К сожалению, вступая на вербальный путь познания, мы вынуждены часто сначала усваивать имена в надежде на то, что через них мы сможем выйти на мыслительные образы, которые к ним привязаны и которыми нам следует овладеть. На самом деле мы усваиваем с помощью имен не мыслительные объекты, а другие имена.Новые, незнакомые слова и термины мы объясняем с помощью уже известных, знакомых слов. Мы тем самым уподобляем неизвестное известному, новое старому. Следствием такого уравнивания является непрочность знания, его размытость. Объяснение – это превращение точки в отрезок. Это своеобразное развертывание понятия. Часто такое объяснение-развертывание осуществляется с помощью бледных словесных штампов. Такой способ объяснения не приводит к раскрытию понятия, а наоборот, растворяет его в пустоте слов.
Любое пояснение – это анализ, т. е. разложение целого на части. Результатом движения от термина к объясняющим его конструкциям является нецелостное, разрозненное знание, поскольку объясняющие конструкции состоят из слов и терминов, которые, в свою очередь, также являются в большей или меньшей степени неопределенными терминами или точками пересечения иных знаний. Потенциальное знание (усвоенная информация, готовая к применению) перейдет в действительное знание только при условии обращения мыслящего субъекта к процедурам синтеза.
Дедуктивное, аналитическое отношение 'терминологическое слово – описательная конструкция' противопоставлено индуктивному, синтетическому отношению 'описательная конструкция – терминологическое слово'. Здесь следует отметить, что синтетический подход в дидактическом плане – это уход от множества объяснений и возвращение к исходному пункту, т. е. к объясняемому, толкуемому термину. Возвращение от частей к целому, объяснительное по характеру, всегда привносит нечто в осознание, понимание целого. По-видимому, таким путем и наращивается знание, символизируемое терминологическим словом. Вероятно, в этом синтезировании смыслов и проявляется творческая сила языка – язык не только повторяет известное знание, но и выводит мыслящего субъекта на открытие новых качеств и свойств исследуемого объекта.
Можно сделать вывод: чем больше определений термина, тем больше его контенсиональный потенциал, при условии что эти определения являются синонимическими, конгруэнтными (согласующимися друг с другом), а не взаимоисключающимися.
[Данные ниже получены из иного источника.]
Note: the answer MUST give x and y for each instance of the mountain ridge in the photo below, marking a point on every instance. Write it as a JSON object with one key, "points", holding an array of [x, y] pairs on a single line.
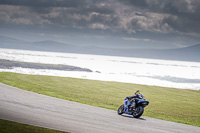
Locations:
{"points": [[191, 53]]}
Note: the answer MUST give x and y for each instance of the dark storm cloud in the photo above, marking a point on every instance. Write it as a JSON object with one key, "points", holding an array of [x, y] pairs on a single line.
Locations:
{"points": [[124, 18], [43, 3], [181, 15]]}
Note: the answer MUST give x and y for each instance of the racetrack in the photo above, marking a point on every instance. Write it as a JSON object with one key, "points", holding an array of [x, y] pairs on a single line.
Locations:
{"points": [[44, 111]]}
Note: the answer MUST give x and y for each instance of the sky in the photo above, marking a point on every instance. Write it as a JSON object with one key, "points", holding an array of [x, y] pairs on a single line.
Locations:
{"points": [[160, 24]]}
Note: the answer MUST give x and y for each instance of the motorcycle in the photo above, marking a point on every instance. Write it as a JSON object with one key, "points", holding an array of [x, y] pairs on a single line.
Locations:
{"points": [[137, 111]]}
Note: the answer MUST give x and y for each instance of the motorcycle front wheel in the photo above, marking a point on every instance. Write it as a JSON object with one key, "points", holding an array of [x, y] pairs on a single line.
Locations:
{"points": [[120, 109], [138, 112]]}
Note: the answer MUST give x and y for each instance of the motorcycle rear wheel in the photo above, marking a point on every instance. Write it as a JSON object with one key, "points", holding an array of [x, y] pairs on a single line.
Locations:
{"points": [[120, 109], [138, 112]]}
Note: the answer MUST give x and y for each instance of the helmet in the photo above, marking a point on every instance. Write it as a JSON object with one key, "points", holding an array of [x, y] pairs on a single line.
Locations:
{"points": [[137, 92]]}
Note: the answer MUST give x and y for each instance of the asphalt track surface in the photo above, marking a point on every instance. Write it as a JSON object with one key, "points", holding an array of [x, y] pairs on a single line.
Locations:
{"points": [[44, 111]]}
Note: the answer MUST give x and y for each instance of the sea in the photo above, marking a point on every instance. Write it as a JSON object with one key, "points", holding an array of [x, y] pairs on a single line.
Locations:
{"points": [[164, 73]]}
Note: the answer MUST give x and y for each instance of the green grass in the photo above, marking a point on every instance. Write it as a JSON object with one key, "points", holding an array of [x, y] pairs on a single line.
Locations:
{"points": [[178, 105], [14, 127]]}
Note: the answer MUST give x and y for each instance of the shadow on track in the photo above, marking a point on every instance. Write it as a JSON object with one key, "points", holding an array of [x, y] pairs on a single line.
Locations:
{"points": [[129, 116]]}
Если объяснения термина не взаимоподтверждаются и не дополняют друг друга, а вступают в противоречие, термин начинает разрушаться. Он становится полисемичным. Многозначность термина – признак его старения, т. е. формирования антизнания.Это «раковая опухоль» в теле первичного знания.
Размывание однозначности термина ведет к трудностям экспликации знания. Сначала новое знание, облаченное в одежды старого термина, не вычитывается совсем или вычитывается частично, т. е. подменяется знанием узуального, привычного термина. Наоборот, старое знание, одетое в оболочку нового термина, вряд ли помолодеет от этого. Оно скорее будет узнаваемо и вследствие этого сводимо к своему привычному, прежнему термину.
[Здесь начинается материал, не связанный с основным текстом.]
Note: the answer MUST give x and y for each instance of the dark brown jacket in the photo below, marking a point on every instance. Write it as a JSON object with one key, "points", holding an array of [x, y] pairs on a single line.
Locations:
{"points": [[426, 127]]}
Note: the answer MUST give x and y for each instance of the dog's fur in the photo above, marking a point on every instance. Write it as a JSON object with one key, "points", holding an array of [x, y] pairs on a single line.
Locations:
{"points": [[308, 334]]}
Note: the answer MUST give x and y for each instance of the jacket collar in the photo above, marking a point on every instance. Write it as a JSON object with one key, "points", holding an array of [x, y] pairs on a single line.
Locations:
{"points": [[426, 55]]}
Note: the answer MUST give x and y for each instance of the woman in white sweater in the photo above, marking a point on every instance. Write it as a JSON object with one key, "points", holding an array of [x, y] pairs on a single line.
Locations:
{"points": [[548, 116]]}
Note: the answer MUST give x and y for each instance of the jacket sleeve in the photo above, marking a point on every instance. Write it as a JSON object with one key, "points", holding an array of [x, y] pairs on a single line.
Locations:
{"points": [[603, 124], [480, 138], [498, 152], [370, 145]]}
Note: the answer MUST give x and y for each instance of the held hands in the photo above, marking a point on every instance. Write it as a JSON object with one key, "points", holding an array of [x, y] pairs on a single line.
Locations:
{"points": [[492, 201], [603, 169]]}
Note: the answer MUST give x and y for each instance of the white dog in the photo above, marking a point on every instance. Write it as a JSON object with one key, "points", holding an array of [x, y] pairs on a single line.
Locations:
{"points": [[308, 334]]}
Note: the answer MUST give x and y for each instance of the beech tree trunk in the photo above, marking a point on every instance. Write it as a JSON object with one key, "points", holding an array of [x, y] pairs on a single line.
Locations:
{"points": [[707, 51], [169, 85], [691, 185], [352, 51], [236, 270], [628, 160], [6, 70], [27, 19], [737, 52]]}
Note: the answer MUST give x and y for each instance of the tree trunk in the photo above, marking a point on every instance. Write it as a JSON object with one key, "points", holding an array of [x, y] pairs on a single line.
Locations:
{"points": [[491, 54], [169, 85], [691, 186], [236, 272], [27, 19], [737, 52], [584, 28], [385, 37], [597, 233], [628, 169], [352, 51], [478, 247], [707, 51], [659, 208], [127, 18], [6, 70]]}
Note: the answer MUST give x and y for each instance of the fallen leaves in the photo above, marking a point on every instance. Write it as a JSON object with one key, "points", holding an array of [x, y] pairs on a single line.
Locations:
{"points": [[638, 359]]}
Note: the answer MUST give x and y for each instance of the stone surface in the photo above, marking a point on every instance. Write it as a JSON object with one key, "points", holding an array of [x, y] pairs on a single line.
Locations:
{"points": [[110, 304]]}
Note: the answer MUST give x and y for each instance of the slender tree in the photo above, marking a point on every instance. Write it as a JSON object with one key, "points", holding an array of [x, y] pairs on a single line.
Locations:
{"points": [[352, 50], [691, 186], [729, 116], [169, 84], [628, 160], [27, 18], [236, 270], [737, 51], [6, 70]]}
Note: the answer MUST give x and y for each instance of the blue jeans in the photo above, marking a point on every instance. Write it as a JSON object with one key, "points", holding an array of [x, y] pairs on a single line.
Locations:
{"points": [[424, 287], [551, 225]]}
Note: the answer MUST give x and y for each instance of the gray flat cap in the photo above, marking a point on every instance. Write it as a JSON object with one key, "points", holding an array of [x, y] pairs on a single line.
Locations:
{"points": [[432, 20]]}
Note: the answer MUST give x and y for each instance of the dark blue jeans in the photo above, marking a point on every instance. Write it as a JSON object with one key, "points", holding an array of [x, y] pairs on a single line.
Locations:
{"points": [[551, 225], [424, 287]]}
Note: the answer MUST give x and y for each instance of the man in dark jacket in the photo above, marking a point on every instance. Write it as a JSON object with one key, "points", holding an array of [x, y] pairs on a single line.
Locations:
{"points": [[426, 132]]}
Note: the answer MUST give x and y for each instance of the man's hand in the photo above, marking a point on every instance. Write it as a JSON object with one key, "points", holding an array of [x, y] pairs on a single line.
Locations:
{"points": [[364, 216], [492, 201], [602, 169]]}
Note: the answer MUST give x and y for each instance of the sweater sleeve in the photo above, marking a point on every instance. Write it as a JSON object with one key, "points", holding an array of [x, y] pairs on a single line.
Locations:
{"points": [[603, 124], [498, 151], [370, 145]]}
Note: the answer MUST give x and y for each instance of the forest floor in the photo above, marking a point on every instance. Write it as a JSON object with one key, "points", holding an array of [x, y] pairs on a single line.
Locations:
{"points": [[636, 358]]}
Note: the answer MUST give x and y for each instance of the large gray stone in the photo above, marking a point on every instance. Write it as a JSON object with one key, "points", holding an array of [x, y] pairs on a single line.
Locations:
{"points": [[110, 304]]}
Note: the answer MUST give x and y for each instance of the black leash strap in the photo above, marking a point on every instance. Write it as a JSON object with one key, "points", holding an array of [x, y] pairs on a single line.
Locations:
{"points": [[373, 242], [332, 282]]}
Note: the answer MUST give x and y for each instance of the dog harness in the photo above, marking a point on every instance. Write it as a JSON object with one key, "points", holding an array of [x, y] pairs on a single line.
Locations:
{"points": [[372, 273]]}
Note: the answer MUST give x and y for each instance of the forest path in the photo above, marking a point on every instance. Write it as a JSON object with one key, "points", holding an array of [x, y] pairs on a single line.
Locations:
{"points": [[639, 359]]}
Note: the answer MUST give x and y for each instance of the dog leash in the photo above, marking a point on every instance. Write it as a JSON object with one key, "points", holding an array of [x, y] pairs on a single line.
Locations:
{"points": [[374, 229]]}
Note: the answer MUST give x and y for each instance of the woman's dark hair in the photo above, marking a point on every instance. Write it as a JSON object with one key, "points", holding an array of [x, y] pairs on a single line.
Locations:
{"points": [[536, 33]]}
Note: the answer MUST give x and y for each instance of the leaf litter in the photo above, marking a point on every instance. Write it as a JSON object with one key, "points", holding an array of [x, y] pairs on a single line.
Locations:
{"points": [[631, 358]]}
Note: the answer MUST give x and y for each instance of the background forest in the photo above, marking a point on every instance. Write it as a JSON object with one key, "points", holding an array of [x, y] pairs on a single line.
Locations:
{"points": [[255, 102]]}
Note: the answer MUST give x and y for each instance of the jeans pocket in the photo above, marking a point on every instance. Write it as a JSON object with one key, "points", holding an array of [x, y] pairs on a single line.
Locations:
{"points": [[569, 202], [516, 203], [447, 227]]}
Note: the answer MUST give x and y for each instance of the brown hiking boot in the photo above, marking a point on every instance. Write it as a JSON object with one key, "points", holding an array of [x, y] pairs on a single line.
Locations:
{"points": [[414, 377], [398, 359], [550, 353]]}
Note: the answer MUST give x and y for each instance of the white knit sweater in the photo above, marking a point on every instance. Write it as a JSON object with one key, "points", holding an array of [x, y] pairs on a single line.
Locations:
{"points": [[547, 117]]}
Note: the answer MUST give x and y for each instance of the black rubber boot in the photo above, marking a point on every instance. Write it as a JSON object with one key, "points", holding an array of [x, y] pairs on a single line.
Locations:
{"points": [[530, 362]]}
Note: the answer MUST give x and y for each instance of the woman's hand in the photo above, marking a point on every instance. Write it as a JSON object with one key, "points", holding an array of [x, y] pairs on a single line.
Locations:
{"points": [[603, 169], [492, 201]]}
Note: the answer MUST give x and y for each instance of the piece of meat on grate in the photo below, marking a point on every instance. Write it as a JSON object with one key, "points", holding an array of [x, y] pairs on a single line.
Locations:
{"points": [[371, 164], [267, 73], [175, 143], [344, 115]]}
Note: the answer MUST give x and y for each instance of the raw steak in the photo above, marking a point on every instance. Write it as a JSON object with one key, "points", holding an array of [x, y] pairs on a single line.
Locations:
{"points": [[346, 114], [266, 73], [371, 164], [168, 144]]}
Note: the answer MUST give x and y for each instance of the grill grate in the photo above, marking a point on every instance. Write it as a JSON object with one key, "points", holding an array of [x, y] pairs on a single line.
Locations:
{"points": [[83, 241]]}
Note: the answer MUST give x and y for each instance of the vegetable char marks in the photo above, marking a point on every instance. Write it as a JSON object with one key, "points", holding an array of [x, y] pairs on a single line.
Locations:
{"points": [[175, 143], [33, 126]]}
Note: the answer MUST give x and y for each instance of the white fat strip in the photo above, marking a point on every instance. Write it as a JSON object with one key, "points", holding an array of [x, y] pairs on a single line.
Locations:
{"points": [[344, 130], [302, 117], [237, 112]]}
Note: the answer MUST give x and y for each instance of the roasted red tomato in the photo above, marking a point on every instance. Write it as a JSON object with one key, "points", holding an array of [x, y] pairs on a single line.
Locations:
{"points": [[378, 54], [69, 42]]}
Многие объяснения, как было сказано, строятся по логике упрощения – от сложного, непонятного – к простому, понятному. Однако гиперболизация этого принципа толкования может воспрепятствовать формированию нового знания. При этом всегда присутствует опасность ослабления семиотического отношения объясняемого слова (или термина) к его прототипу, или мыслительному первообразу, в силу его знаковой, «заместительной» функции, потому что определение дается не предмету, а символу.
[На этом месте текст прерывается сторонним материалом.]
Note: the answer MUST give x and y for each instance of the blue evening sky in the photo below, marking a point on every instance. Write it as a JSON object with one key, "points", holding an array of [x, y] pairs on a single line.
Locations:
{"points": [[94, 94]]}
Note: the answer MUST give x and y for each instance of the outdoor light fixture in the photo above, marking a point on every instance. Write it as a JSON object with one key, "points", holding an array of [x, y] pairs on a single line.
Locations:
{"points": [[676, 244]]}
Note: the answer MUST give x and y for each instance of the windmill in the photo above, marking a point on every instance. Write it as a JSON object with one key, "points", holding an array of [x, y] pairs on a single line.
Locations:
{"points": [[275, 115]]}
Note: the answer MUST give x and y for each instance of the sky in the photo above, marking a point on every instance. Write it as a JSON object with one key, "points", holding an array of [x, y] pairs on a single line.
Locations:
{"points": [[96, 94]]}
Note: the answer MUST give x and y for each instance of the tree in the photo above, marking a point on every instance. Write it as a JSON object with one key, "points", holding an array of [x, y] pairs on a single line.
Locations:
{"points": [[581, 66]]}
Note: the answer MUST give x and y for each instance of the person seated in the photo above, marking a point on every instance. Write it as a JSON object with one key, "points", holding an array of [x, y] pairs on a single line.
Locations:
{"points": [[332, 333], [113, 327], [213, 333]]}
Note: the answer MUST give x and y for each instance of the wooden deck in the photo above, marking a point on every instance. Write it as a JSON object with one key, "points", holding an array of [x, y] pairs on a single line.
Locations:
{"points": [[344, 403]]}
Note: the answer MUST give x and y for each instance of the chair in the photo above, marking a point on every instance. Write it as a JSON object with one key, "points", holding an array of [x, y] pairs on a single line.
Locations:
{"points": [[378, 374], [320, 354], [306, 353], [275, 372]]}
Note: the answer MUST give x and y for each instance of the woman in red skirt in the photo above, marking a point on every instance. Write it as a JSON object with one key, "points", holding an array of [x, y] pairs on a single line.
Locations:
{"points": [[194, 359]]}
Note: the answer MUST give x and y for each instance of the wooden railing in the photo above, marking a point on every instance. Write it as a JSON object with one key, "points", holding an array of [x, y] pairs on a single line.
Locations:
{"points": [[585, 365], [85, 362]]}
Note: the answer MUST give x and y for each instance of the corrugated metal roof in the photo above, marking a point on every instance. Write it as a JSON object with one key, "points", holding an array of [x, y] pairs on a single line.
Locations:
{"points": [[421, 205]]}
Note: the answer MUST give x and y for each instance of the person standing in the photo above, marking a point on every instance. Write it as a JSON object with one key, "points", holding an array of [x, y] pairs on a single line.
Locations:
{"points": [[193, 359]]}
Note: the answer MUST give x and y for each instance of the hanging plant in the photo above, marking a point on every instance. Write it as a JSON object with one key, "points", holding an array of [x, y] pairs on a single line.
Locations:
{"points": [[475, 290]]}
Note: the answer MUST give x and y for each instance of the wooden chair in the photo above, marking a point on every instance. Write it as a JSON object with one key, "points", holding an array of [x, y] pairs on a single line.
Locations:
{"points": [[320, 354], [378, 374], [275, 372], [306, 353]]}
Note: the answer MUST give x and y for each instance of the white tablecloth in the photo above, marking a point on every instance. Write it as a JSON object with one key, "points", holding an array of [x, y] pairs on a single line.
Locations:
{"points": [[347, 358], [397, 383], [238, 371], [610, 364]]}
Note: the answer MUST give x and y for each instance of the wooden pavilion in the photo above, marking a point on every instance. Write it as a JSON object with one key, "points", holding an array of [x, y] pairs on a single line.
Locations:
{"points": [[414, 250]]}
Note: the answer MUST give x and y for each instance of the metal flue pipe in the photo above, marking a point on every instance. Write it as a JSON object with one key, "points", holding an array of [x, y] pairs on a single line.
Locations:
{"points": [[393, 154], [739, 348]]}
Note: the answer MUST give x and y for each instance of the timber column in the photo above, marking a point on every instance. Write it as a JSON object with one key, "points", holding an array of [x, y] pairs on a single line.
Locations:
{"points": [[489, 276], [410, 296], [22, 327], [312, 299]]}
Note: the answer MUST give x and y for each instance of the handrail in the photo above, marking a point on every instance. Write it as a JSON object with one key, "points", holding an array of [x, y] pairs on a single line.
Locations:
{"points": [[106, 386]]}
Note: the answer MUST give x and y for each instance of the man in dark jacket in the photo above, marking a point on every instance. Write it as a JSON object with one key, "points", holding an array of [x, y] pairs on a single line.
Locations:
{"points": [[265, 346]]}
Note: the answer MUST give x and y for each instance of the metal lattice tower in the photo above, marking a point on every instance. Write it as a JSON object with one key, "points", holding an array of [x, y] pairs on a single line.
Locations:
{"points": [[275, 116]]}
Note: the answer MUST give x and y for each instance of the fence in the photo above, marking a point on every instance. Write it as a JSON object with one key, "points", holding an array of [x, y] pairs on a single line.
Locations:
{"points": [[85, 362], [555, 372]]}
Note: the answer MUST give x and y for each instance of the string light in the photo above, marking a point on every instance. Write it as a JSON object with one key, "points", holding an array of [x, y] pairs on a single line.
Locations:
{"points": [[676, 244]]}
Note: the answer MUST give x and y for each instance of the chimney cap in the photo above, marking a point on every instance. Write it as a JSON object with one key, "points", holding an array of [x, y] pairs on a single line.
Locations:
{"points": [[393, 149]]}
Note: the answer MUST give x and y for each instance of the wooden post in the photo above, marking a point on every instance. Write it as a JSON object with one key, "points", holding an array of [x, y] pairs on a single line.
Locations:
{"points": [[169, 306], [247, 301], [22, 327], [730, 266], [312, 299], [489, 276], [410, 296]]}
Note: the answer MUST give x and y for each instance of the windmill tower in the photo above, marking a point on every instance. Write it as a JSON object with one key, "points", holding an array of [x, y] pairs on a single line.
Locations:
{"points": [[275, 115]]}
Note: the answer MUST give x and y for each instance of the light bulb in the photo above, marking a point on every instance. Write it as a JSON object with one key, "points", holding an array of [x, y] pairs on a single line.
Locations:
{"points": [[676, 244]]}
Следует также указать на возможную интерференцию знаний в процессе их вербальной репрезентации. Негативное влияние одного понятия на другое происходит потому, что объяснение одного понятия посредством другого приводит к частичному или полному замещению объясняемого понятия объясняющим понятием, ср.:
А (а1, а2, а3) → Б (61, 62, 63) = Б (а1, 62, 63) или А (а1, а2, а3).
Результируемое (= Б) это и есть частичное или полное А. Данная формула помогает понять характер апперцептивного воздействия языка на обозначаемую мысль. Ясно, что при полной апперцепции (при воздействии А на Б, Б целиком подменяется А) не происходит познания с помощью языка, т. е. нет прорыва в концептуальное сознание и мышление. Только в случае селективного и интегративного взаимодействия А (языка) и Б (мысли) (= Б (а1, б2, б3)), можно говорить о языкосознании в действии, т. е. о речемышлении.